De onde surgiu a ideia do projeto?
A ideia para o projeto surgiu, pois, meu bisavô tinha uma pequena produção de bananas e a antracnose era uma doença muito ocorrente em sua plantação. Sabendo disso comecei a pesquisar sobre o assunto e descobri que para controlar essa doença precisava utilizar agroquímicos, entretanto o uso dos mesmos acarreta em muitos danos a saúde e ao meio ambiente, então pesquisei sobre plantas utilizadas no controle de fungos e comecei a desenvolver o projeto para que os pequenos produtores tenham uma alternativa aos agroquímicos.

Quais foram os maiores desafios?
Um dos maiores desafios da minha pesquisa foi encontrar um extrato vegetal que conseguisse controlar uma boa porcentagem do fungo, demorei quatro anos para encontrar algo eficaz, mas eu não desisti, continuei pesquisando até encontrar. Outros desafios muito grandes que eu tive foram devidos à falta de recursos para o desenvolvimento do projeto, já que sou de um colégio público e o mesmo não tem como custear os gastos com a iniciação cientifica, então para fazer a pesquisa eu precisei vender rifas, espetinhos, bolos, eu fiz de tudo para conseguir a verba e desenvolver o projeto.

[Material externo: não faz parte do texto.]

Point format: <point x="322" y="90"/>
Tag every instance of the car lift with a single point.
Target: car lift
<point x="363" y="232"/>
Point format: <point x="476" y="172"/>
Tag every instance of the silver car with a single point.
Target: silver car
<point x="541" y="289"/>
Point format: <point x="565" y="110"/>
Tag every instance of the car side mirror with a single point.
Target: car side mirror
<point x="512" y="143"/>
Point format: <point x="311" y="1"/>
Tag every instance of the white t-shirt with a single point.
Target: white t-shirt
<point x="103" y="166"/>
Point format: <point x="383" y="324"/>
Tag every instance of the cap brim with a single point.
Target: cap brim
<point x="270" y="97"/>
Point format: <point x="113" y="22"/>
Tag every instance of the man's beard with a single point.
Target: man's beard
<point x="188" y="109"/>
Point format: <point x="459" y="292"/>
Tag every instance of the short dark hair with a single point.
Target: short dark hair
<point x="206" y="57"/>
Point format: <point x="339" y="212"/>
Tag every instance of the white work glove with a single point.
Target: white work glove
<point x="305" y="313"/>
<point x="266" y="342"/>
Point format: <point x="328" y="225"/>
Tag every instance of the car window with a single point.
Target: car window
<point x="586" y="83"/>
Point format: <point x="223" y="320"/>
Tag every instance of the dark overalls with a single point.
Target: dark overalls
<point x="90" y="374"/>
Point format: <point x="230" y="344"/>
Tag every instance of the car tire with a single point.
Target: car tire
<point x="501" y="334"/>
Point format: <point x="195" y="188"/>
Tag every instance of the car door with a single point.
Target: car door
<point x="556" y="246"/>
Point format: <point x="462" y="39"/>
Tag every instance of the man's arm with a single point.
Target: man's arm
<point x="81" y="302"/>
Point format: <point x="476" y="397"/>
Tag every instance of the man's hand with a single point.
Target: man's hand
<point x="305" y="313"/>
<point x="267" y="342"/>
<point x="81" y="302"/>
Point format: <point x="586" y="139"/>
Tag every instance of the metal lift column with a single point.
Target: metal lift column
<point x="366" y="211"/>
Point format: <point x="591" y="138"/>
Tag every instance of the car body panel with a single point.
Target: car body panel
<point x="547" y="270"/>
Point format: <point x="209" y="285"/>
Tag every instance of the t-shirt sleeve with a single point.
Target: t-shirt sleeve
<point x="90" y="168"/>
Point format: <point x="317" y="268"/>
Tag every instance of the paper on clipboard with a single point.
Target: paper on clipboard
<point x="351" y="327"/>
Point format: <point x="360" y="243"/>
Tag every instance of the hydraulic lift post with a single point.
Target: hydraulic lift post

Quais foram as maiores descobertas?
Descobrir que é possível sim, usar extratos vegetais que são feitos com plantas que estão prontamente disponíveis na nossa região e em qualquer lugar no mundo, e que essas plantas podem ser utilizadas para controlar doenças que geralmente são controladas com agroquímicos, e que a diferença que podemos fazer no mundo é muito maior do que nos pensamos, nos podemos sim substituir os produtos químicos por um produto orgânico e natural, mas para isso acontecer é preciso fazer pesquisas, e essas pesquisas além de não serem financiadas de uma forma que mais pessoas possam fazer, elas podem trazer uma grande variedade de conhecimento para o nosso país, porque o Brasil é rico em plantas e tem uma das maiores variedades de vegetações, e essas plantas podem ser usadas sim, mas para isso muitos testes precisam ser realizados, são muitas horas de laboratório, de pesquisa, mas eu descobri que essas plantas podem ser utilizadas e elas podem sim controlar as doenças em cultivares de banana.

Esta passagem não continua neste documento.